Configure proxy prefix

[abretaud]

Hej!
I'm running galaxy dockers behind a collection of proxies, with url prefixes and it was a bit complicated to configure until now. So I'm preparing a PR for https://github.com/bgruening/docker-galaxy-stable where I introduce a new env var (GALAXY_CONFIG_PROXY_PREFIX) which will magically make all changes necessary to make all components aware of the url prefix.
The main logic is in this PR, most of it is working on my test setup, though I'll do more tests next week.
Open to any suggestions of course!
Happy easter! 🥚 🥚 🥚

[bgruening]

@abretaud great! Thanks for working on this! Can we change GALAXY_CONFIG_PROXY_PREFIX to something else. Usually GALAXY_CONFIG_* indicates that it is a variable from galaxy.ini. Mabye just PROXY_PREFIX?

[abretaud]

Right, I just changed its name. From what I have tested it works ok now.

I had a problem accessing reports when DISABLE_REPORTS_AUTH was true, it looks like there was a bug in the nginx conf (because of the strange if behavior in nginx). I reworked it to avoid using the nginx if, it looks a bit hacky, but I see no better way...
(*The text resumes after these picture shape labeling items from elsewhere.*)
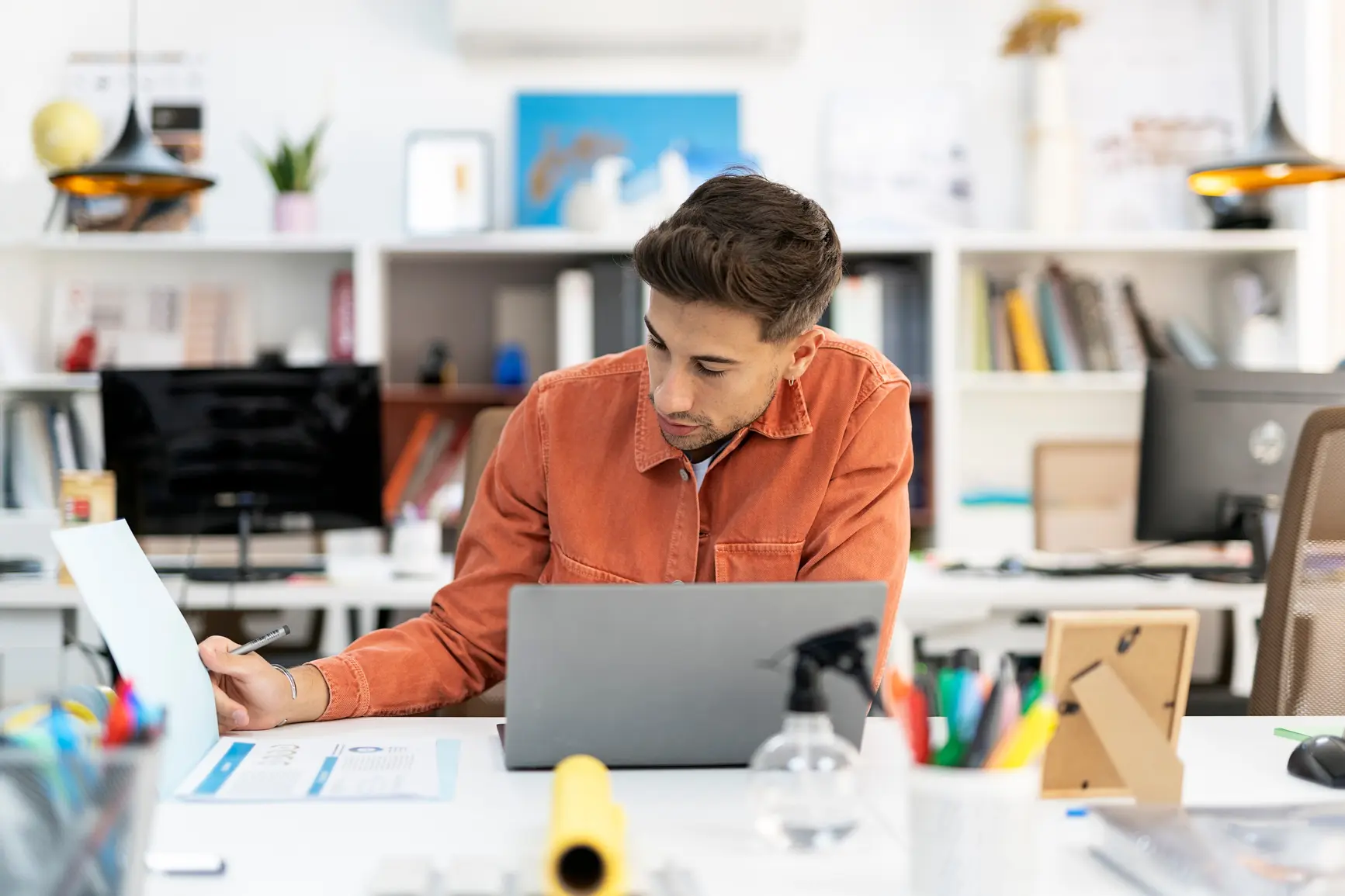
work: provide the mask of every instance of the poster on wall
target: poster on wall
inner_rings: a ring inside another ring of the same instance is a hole
[[[756,168],[732,93],[522,93],[516,114],[521,227],[648,227],[707,178]]]
[[[139,54],[141,124],[169,155],[192,167],[204,157],[204,62],[186,52]],[[74,52],[66,63],[63,94],[98,116],[106,152],[126,124],[130,100],[125,52]],[[176,231],[199,223],[200,195],[179,199],[70,196],[66,227],[79,231]]]
[[[1186,174],[1245,144],[1245,15],[1243,4],[1205,0],[1085,8],[1083,27],[1063,42],[1085,229],[1208,222]]]
[[[822,184],[827,213],[843,230],[975,226],[964,90],[942,83],[833,91]]]

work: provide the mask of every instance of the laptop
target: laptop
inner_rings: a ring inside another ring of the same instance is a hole
[[[884,583],[518,585],[504,766],[573,753],[612,768],[745,766],[780,731],[790,646],[881,622],[886,597]],[[876,667],[877,644],[868,650]],[[868,698],[830,671],[823,687],[837,732],[858,747]]]

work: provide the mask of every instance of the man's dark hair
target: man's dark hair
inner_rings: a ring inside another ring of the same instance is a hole
[[[757,174],[695,188],[635,245],[640,278],[678,301],[713,301],[784,342],[815,324],[841,281],[841,239],[822,206]]]

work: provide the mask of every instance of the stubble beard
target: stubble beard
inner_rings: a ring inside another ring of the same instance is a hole
[[[706,445],[713,445],[717,441],[722,441],[729,436],[732,436],[733,433],[736,433],[737,431],[746,429],[753,422],[756,422],[757,418],[761,417],[761,414],[765,413],[765,409],[771,406],[772,401],[775,401],[775,393],[780,390],[779,377],[776,377],[773,382],[775,385],[771,387],[771,394],[761,404],[761,406],[757,408],[756,412],[753,412],[748,417],[742,417],[741,420],[734,420],[724,428],[714,428],[714,424],[710,420],[705,417],[695,417],[691,414],[668,417],[668,420],[671,420],[672,422],[683,424],[687,426],[698,425],[701,426],[701,429],[689,436],[670,436],[668,433],[659,429],[659,435],[663,436],[663,441],[668,443],[678,451],[697,451],[699,448],[705,448]],[[654,393],[651,391],[648,397],[650,397],[650,404],[652,405]]]

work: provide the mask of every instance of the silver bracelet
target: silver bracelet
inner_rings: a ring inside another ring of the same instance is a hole
[[[280,663],[272,663],[270,667],[278,669],[280,674],[289,679],[289,698],[299,700],[299,683],[295,681],[295,677],[289,673],[289,670]]]

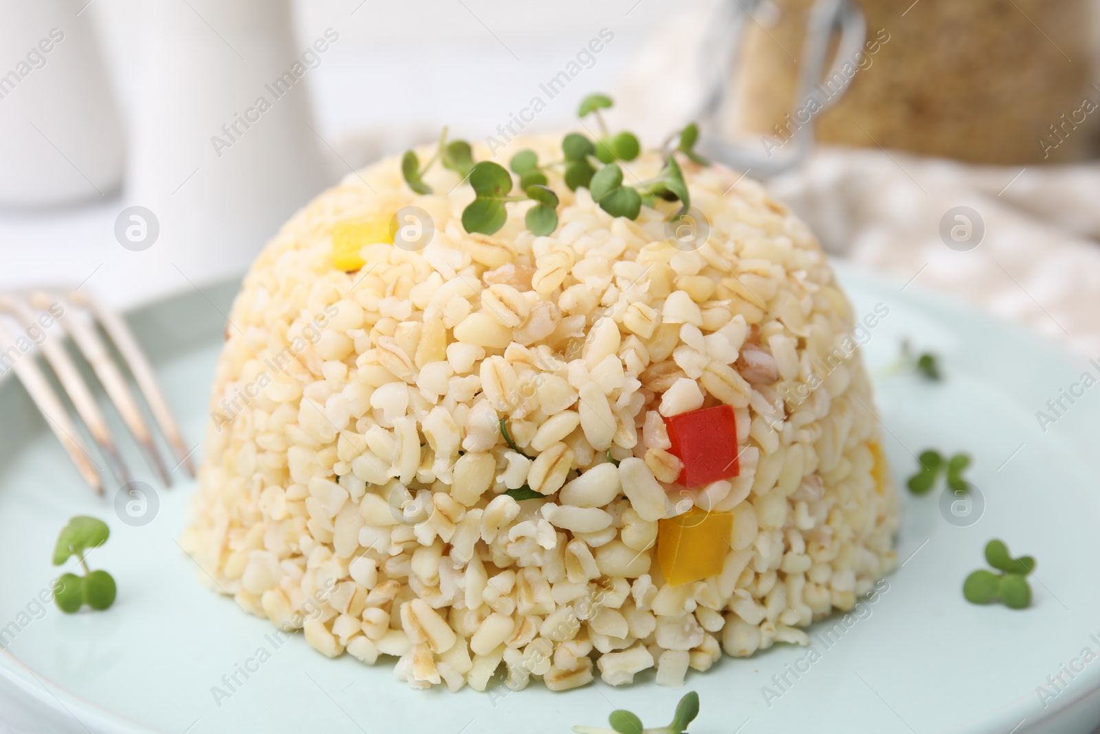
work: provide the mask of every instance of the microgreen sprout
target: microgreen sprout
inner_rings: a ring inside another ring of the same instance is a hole
[[[708,166],[711,165],[711,162],[695,152],[695,143],[697,141],[698,125],[694,122],[690,122],[683,130],[680,131],[680,140],[676,143],[676,151],[683,153],[701,166]]]
[[[593,141],[582,133],[570,133],[562,140],[562,160],[543,163],[538,153],[522,150],[515,153],[508,168],[492,161],[475,162],[470,144],[462,140],[448,141],[443,128],[439,144],[432,156],[421,164],[415,151],[406,151],[402,157],[402,176],[409,188],[417,194],[431,194],[432,189],[424,177],[437,161],[444,168],[468,179],[474,189],[474,200],[462,211],[462,226],[468,232],[493,234],[508,221],[507,206],[515,201],[530,201],[525,213],[527,229],[536,235],[549,235],[558,228],[558,194],[550,188],[550,172],[561,172],[570,190],[587,188],[600,207],[613,217],[637,219],[642,206],[653,207],[658,199],[680,201],[680,208],[669,219],[686,213],[691,206],[688,184],[676,162],[680,154],[700,165],[710,162],[695,152],[698,127],[686,125],[672,135],[663,149],[664,165],[660,173],[649,180],[636,185],[624,184],[620,163],[630,162],[641,154],[638,138],[628,131],[613,133],[601,110],[609,109],[614,102],[607,95],[588,95],[581,102],[578,114],[593,116],[600,128],[598,140]],[[675,147],[670,147],[672,141]],[[513,193],[515,180],[519,179],[518,193]]]
[[[602,726],[574,726],[578,734],[683,734],[688,731],[695,716],[698,715],[698,693],[691,691],[676,704],[676,712],[672,716],[672,723],[668,726],[656,728],[642,728],[641,719],[638,714],[625,709],[613,711],[607,717],[610,728]]]
[[[924,494],[936,484],[941,474],[946,473],[947,486],[954,492],[966,492],[970,483],[963,476],[963,472],[970,465],[970,457],[966,453],[956,453],[950,459],[944,457],[935,449],[927,449],[917,457],[920,469],[909,478],[909,491],[913,494]]]
[[[508,432],[508,419],[507,418],[501,418],[501,435],[504,436],[505,442],[509,447],[512,447],[513,451],[515,451],[519,456],[524,457],[525,459],[534,459],[534,457],[529,457],[526,453],[524,453],[522,451],[520,451],[519,447],[516,446],[516,442],[514,440],[512,440],[512,434]]]
[[[1025,577],[1035,570],[1035,559],[1031,556],[1013,558],[1009,547],[994,538],[986,544],[986,561],[1001,573],[986,569],[975,571],[963,582],[963,596],[971,604],[1000,600],[1009,609],[1027,607],[1031,585]]]
[[[541,492],[536,492],[528,485],[516,487],[515,490],[507,490],[505,492],[509,497],[516,500],[517,502],[522,502],[524,500],[546,500],[546,495]]]
[[[532,184],[524,196],[508,196],[512,191],[512,174],[498,163],[482,161],[470,169],[470,185],[474,189],[474,200],[462,210],[462,226],[468,232],[493,234],[508,221],[505,205],[508,201],[532,200],[536,202],[527,212],[527,229],[532,234],[550,234],[558,228],[558,195],[546,186]]]
[[[76,556],[84,576],[63,573],[54,582],[54,602],[66,614],[73,614],[87,604],[94,610],[106,610],[114,603],[117,588],[107,571],[92,571],[85,560],[85,552],[107,543],[111,535],[107,524],[95,517],[78,515],[62,528],[54,547],[54,566],[61,566]]]
[[[474,167],[473,151],[470,150],[470,143],[464,140],[448,143],[440,153],[440,161],[444,168],[453,171],[463,178]]]
[[[925,380],[939,382],[944,379],[943,373],[939,372],[939,359],[933,352],[922,352],[916,358],[915,366],[916,371],[921,373]]]
[[[939,357],[932,351],[916,353],[909,339],[901,342],[901,358],[890,372],[916,372],[928,382],[939,382],[944,379],[944,373],[939,369]]]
I have problems running docker-in-docker at the moment, so I couldn't test IE. (Yet)

[bgruening]

This comment looks wrong.

[bgruening]

@jmchilton @mvdbeek any comment to this PR. Looks good to me.

[mvdbeek]

Why not keep

            if (!-f /etc/nginx/htpasswd) {		
                set $auth off;		
            }

in templates/nginx_reports_auth.conf.j2 ?
That would be better for people not using the docker image / these startup scripts.

[abretaud]

I'd prefer to, but it doesn't work unfortunately... When nginx enters into the if {}, the proxy_pass is ignored and you get a 404 error. I had a hard time finding out why, there are some examples explaining why there: http://agentzh.blogspot.fr/2011/03/how-nginx-location-if-works.html

[bgruening]

@mvdbeek what do you think?

[mvdbeek]

This does now imperatively required a htpwassd file to use reports , and the role is not providing a way to set the htpasswd file. I'd prefer this to be optional, so that you can run the majority of the role without additional bash action.
You could even remove the bash scripting part in this PR and run ansible to apply the new settings at runtime, like we already do for letsencrypt (lines 332-360 in startup.sh.j2).
The PR is good otherwise, and setting proxy-prefix at runtime is definitely important. If this will bite me in the future I can always open another PR.